An airman works on the canopy of a F-16 fighter jet.

An airman works on the canopy of a F-16 fighter jet. Gettyimages.com/Stocktrek Images

Big Blue challenged the Air Force's choice of Accenture to build the platform at Tinker Air Force Base, but now the service branch will reconsider part of the evaluation.

IBM didn’t succeed on each part of its protest against the Air Force's award of a contract to Accenture.

But the Government Accountability Office saw enough in Big Blue's arguments to tell the Air Force that it should do at least a partial re-evaluation and make a new award decision.

The Air Force could again choose Accenture because among the challenges IBM submitted as part of a protest, GAO only told the Air Force to take a second look at how it evaluated Accenture’s pricing.

The contract at the heart of the dispute is a small one at $25 million. Maybe the price tag doesn't look great, but it is high-level work and looks like it has the potential to expand or be a gateway to similar work.

The Air Force Sustainment Center wants what it calls an “industrial internet-of-things” platform inside an air logistics facility at Tinker Air Force Base in Oklahoma. Eventually, that IOT platform could be used at multiple bases.

Some of the objectives of the contract include improved visibility into maintenance and manufacturing activities, breaking down data silos, automated business processes, and aggregated operational technology data at the enterprise level.

In its protest, IBM argued that Accenture should have been rejected because it didn’t meet the minimum relevant experience criteria. IBM also claimed the solicitation was ambiguous because the requirements weren’t clear, the agency’s discussions were misleading and unfair, and that the best-valued tradeoff was flawed.

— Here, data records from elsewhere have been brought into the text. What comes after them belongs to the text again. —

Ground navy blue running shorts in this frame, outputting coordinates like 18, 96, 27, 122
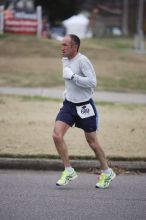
56, 99, 98, 132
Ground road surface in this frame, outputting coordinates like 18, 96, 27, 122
0, 170, 146, 220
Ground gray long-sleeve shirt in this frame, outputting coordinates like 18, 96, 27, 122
62, 53, 97, 103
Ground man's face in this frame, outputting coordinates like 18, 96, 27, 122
61, 36, 77, 59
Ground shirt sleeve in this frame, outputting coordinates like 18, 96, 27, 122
73, 57, 97, 88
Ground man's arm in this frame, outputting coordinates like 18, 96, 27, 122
72, 74, 96, 88
63, 57, 96, 88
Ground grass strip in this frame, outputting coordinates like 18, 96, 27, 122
0, 154, 146, 161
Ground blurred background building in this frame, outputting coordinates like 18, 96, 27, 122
0, 0, 146, 38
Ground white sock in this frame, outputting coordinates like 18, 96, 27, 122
65, 166, 74, 174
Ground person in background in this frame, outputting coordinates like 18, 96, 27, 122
52, 34, 116, 189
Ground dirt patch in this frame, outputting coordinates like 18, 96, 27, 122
0, 95, 146, 159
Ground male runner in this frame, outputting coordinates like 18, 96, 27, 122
52, 34, 116, 188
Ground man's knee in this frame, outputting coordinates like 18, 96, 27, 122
85, 135, 98, 150
86, 136, 93, 145
52, 131, 63, 143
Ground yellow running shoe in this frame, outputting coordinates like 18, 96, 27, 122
96, 168, 116, 189
56, 170, 77, 186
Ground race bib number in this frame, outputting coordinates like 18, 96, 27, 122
76, 104, 95, 119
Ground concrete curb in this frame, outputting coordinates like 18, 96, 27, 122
0, 158, 146, 172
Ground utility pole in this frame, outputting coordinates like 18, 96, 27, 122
122, 0, 129, 36
134, 0, 145, 52
37, 6, 42, 38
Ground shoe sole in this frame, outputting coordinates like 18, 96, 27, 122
95, 172, 116, 189
56, 174, 78, 186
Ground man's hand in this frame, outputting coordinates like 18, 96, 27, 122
63, 67, 74, 80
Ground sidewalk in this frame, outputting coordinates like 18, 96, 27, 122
0, 86, 146, 104
0, 86, 146, 172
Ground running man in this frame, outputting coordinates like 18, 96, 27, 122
52, 34, 116, 188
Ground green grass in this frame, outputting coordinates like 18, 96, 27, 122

GAO rejected all of those claims. But IBM’s challenge to the price realism evaluation was enough for GAO to send the award decision back to the Air Force. GAO found the evaluation of several contract line items was unreasonable.

Which means the contract is back at the Air Force. GAO's decision gives IBM another chance to win, but Accenture could also win again. It’s anyone’s ballgame right now.